The Turner Prize 2012 : Tate Britain

Since its inception in 1984, The Turner Prize has gained notoriety for championing the kind of art that drives traditionalists up the wall. This prize, open only to British artists under the age of 50, famously rewarded Tracey Emin’s My Bed and Chris Ofili’s infamous elephant dung paintings.

As you might imagine, over the years the artwork showcased has received mixed receptions from public and critics alike. It highlights contemporary art’s overall reputation – you either love it or hate it. Still, it works for the Turner and we can all assume that this year will be no different.

This year’s nominees are Paul Noble, Luke Fowler, Elizabeth Price and Spartacus Chetwynd. All differ in their chosen forms of media, yet they all maintain a commentary on the way things are perceived in our modern society.

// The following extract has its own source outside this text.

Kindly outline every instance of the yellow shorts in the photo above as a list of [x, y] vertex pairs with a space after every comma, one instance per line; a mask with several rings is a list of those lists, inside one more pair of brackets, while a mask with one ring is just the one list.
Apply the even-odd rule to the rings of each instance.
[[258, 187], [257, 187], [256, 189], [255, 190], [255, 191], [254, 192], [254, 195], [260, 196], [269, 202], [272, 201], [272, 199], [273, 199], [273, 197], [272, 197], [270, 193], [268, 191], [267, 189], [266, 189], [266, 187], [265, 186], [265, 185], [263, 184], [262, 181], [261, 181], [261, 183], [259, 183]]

Londoner, Paul Noble opens the show with his huge but intricate drawings, which he creates using only graphite pencils. His works, featuring fictional creation Nobson Newtown, are reminiscent of a utopian or even dystopian fantasy. The futuristic, regimented landscape seen in works such as ‘Paul’s Palace’ either portrays Noble’s idealist or is a satirical comment on society’s dependence on manufactured goods. Nevertheless, nature is yet again overshadowed by the material world.Image

Showcasing his third film on the Scottish psychiatrist RD Laing, All Divided Selves, Luke Fowler explores the human mind and how society affects it. His thought-provoking documentary challenges our perception of what is normal and sane. But at 90 minutes long, I would advise that unless you are fresh from a good night’s sleep, prepare yourself to view only sparse segments.

Elizabeth Price’s 20-minute film,Woolworths Choir Of 1979,is perhaps more bearable – but just as mentally exhausting.

The documentary recounts the tragedy of a fire in the Manchester branch of Woolworths, where 10 people died. Split into three sections, the film moves suddenly from old pop videos into the desperate waving of trapped workers. The slogan ‘we are chorus’ and a sharp clicking sound are prevalent throughout, depicting human nature – we are all influenced by each other. Price toys with the audience’s emotions and instincts, so that even at the end of the haunting performance, a countdown rushes us to the exit.


Spartacus Chetwynd’s performance art deals with issues such as decision-making and social responsibility, aiming to empower the audience in her play, Odd Man Out. She blurs the boundaries of spectator and participant, providing a visual performance with carnival-like characters.The room it is staged in is the epitome of bizarre, with large inflatable objects and walls covered in old literature. The whole experience is surreal, yet I found the piece uninspiring.

The Turner Prize has been dominated by conceptual themes and ideologies. It seems in modern art, shock factor is everything. But sometimes that can come at the expense of substance.

Scepticism aside, The Turner Prize’s popularity is evident from its media coverage and public support – it will always be the Olympics of British Art.

I can safely say that the nominees have all ticked the fantastically weird check box. From howling psychiatric patients to dancing tree-people, whether you love it or hate it – you’re spoilt for choice. Even in the more traditional mediums, artists such as Noble still captivate our curiosity.

 So who will win? Who deserves it most? I mean, there is £25,000 at stake here.

Elizabeth Price is a sure fire winner in my eyes. Her disorientating film teeters on a fine line between complete brilliance and a dumb-founded attempt at being provocative. The brash rawness of the piece was a risky choice for her, yet she stuck with being inventive rather than a people-pleaser.

However, it seems the public has the more conventional Paul Noble tipped to win. His work has immediate visual appeal. The effort and artistic skill is evident in his work – we do not have to dissect double meanings to appreciate his work.

The winner will be announced on Monday 3 December 2012 during a live broadcast by Channel 4.